Santos, currently in Japan for the Fifa Club World Cup, have retained both Ganso and Neymar, the two brightest prospects in South America, and are likely to keep the vultures away until the 2014 World Cup; others, like the former Seville striker Luis Fabiano, have seen fit to return to their homeland. Their wages are split between their clubs and a conglomerate of local businesses, each afforded a sliver of image rights in recompense.
It is a combination of the Russian and Brazilian models, though, which has shaped the final frontier. In China, a league chronically afflicted by the spectre of match-fixing continues to attract sponsors and benefactors, despite scant promise of a return on an investment.
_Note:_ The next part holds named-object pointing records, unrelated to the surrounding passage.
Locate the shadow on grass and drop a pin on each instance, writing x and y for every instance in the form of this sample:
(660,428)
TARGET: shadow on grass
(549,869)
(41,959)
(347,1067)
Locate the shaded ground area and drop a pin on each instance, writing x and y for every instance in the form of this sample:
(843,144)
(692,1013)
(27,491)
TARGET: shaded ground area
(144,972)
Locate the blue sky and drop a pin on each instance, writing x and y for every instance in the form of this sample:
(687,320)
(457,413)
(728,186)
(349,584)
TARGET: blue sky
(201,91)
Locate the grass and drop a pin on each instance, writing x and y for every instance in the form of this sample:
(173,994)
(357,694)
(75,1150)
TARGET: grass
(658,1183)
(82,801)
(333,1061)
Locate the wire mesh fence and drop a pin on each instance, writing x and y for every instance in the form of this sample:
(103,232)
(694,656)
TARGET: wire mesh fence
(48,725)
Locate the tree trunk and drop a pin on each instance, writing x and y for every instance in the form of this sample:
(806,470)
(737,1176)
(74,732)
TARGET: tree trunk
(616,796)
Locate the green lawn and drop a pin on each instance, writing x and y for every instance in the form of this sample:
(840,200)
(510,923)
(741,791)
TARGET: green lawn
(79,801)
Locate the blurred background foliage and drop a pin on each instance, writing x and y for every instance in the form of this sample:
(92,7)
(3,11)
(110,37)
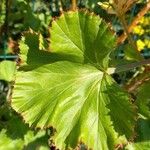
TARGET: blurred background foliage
(18,16)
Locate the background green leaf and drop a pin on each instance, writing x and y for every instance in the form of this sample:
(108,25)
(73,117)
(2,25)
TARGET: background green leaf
(7,70)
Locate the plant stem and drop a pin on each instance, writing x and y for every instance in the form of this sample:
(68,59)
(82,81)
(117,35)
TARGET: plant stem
(138,17)
(74,5)
(123,21)
(127,67)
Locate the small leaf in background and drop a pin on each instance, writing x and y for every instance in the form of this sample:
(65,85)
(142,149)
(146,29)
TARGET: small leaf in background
(142,140)
(140,45)
(7,70)
(6,143)
(130,53)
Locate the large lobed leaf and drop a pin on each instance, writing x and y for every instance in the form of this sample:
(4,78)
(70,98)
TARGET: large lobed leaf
(75,95)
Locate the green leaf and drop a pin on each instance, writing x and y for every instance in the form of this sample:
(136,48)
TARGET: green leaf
(84,36)
(7,143)
(71,92)
(63,90)
(143,100)
(142,142)
(7,70)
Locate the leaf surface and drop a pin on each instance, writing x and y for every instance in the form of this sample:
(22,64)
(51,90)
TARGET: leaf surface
(71,91)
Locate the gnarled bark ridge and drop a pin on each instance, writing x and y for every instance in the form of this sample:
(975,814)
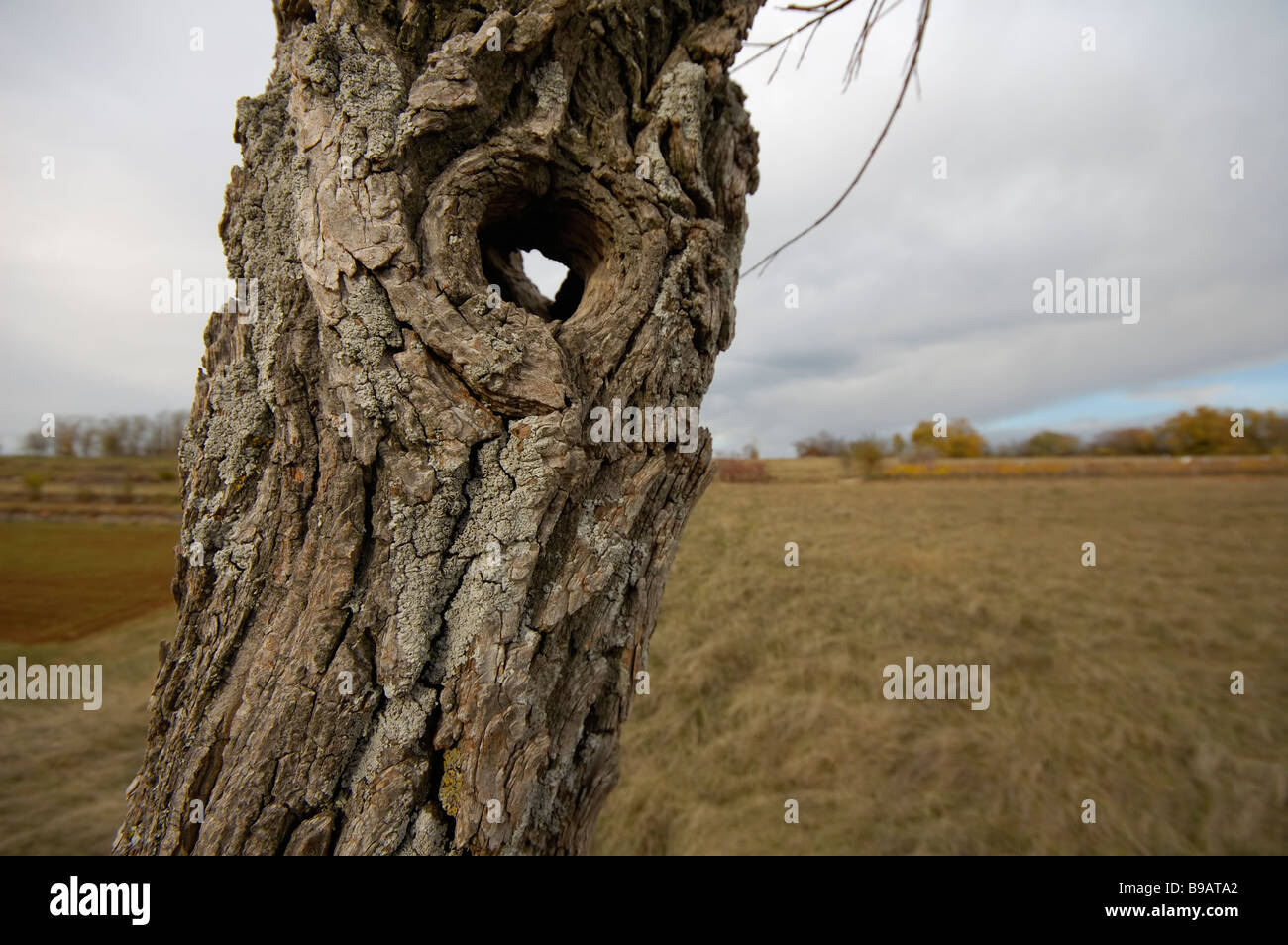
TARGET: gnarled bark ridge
(413,593)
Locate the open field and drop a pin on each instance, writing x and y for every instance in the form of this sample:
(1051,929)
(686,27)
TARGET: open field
(1108,682)
(80,486)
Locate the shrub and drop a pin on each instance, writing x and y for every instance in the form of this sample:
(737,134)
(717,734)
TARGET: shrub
(735,471)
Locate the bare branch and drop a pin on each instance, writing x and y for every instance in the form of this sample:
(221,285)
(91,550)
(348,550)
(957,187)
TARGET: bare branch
(876,12)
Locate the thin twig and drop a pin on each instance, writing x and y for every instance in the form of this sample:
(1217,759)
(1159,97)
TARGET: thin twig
(910,71)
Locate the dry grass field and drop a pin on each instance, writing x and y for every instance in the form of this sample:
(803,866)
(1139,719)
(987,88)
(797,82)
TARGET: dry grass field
(1108,682)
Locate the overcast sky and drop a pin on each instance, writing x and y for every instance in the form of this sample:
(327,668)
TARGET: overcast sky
(915,297)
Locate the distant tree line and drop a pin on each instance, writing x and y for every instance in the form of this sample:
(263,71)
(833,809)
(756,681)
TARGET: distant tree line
(119,435)
(1202,432)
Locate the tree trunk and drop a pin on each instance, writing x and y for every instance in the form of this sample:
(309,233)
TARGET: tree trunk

"Some investors are under pressure from Beijing," says Cameron Wilson of Wild East Football, an English language website monitoring the game in China. "But there are others who do it for the love of the club or to make a long-term profit, or a mixture of all three.
"The money has been around in China for a while, but it only made it into football this summer, when Guangzhou Evergrande paid $10.6m for Dario Conca from Fluminense in Brazil. There is a tendency among the Chinese for not wanting to be the first to take a risk, but the strong regional identities here mean there is also an element of wanting to keep up with the Joneses. Shanghai lost face when Guangzhou signed Conca, and now, with Anelka, they are trying to regain it. And as soon as one club steps out and gets a player of that calibre, everyone else will want to, too."
Before Anelka, the overwhelming majority of foreigners in China were sundry Serbs and Brazilians. Even Conca, an Argentine who won Brazilian player of the year while at Fluminense, was relatively unheralded outside South America; only a handful of British pioneers, meanwhile, have ventured East since Paul Gascoigne's four-game spell for Gansu Tianma in 2003.
The Scots Derek Riordan and Maurice Ross featured briefly, and so too Marlon Harewood, the nomadic striker who spent six months with Shenzhen Phoenix earlier this year. Now training with his former club Nottingham Forest, it is not too much of a stretch to say he is the most noted alumnus of the division.
"We lived full-time at the training camp, which is pretty intense, but if you can cope with that, I'd recommend going out there to anyone," says the striker, whose goals helped the club – now renamed Ghuangzhou R&F – gain promotion. "The facilities are great, really modern, and the clubs spare no expense on equipment: the coaches are Mercedes Benz, the training gear Nike and adidas.
"We had everything provided for us at the training camp, a film room, table tennis, all that sort of stuff, and the foreign players are given private rooms. There were restaurants on site – one side Chinese, one side Western – and generally the cultural differences weren't as great as I thought they might be. Everyone spoke English pretty fluently, and while there are restaurants serving snake and rat there's plenty of Starbucks. It was a great experience."
Not one without its difficulties: Harewood admits that his club's proprietors did not understand that their famous foreign signing might not score in every game. The riches, one suspects, are enough to make up for such travails; besides, such is the frontiersman's life, from Anelka's trail east, to the snows of Siberia, and the blazing desert of the Gulf.